I’ve been involved in a lively Linked In dialogue about the problems children have and the issues they bring to school. One person wrote:
“I recall sitting there somewhat paying attention and being so quiet; yet my focus was on the inner me and all that was going on inside of me. What mattered to me more than anything else was that someone could hear and listen to the inner me and all that I was dealing with; however there was no one.”

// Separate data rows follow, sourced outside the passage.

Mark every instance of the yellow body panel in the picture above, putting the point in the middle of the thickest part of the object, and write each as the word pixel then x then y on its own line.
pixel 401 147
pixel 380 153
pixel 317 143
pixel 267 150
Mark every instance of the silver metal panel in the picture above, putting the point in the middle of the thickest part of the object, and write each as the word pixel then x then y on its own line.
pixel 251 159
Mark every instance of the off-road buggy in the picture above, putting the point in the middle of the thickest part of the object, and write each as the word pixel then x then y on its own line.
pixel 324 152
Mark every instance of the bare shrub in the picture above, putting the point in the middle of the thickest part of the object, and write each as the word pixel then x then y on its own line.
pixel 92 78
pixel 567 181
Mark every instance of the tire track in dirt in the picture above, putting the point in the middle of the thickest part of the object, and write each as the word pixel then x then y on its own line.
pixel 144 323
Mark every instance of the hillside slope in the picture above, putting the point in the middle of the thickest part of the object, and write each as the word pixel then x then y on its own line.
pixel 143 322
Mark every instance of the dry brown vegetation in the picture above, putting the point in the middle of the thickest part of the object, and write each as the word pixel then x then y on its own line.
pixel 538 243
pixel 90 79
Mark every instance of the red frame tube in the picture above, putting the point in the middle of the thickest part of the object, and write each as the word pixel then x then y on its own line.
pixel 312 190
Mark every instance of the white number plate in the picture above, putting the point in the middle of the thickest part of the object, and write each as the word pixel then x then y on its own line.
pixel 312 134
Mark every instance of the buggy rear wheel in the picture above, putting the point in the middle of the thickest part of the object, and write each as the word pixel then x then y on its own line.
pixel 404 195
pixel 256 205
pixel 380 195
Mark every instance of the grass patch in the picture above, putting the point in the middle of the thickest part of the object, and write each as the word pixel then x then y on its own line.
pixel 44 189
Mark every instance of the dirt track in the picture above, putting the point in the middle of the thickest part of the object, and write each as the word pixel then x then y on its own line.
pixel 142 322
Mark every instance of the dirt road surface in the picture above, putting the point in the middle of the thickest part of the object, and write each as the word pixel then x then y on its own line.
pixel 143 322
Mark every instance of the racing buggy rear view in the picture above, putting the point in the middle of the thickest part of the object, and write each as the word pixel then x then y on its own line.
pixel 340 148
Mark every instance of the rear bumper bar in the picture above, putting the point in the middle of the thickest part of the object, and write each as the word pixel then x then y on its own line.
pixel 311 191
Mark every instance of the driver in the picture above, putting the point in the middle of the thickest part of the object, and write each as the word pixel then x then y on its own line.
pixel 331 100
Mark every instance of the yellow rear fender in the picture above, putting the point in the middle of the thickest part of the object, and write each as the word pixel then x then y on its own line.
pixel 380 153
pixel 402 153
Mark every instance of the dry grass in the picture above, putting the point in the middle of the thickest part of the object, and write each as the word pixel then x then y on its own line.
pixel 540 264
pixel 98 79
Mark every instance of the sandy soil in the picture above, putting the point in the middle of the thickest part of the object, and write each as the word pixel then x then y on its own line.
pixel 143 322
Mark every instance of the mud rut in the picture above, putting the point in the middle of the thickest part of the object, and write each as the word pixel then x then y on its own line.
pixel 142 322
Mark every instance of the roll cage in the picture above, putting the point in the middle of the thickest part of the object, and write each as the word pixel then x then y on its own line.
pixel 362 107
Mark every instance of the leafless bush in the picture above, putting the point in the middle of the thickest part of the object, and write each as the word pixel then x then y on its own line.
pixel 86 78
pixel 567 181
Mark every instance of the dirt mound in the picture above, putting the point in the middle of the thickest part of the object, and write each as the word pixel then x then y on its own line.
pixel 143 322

I know that feeling so well…
Sometimes it was a personal or family problem that emotionally distracted me from the classroom activities and sometimes it was a bigger more global one—like the Cuban Missile Crisis. I remember having to practice air raids and line up to evacuate. Students have Code Red drills nowadays. What effect does that possibility have on children? Believe me, they hear about the school shootings in the news. Or natural disasters, like the tornadoes? The occurrence of primary-age stuttering went up 50% after Joplin, Missouri’s tornadoes. How long do the effects last?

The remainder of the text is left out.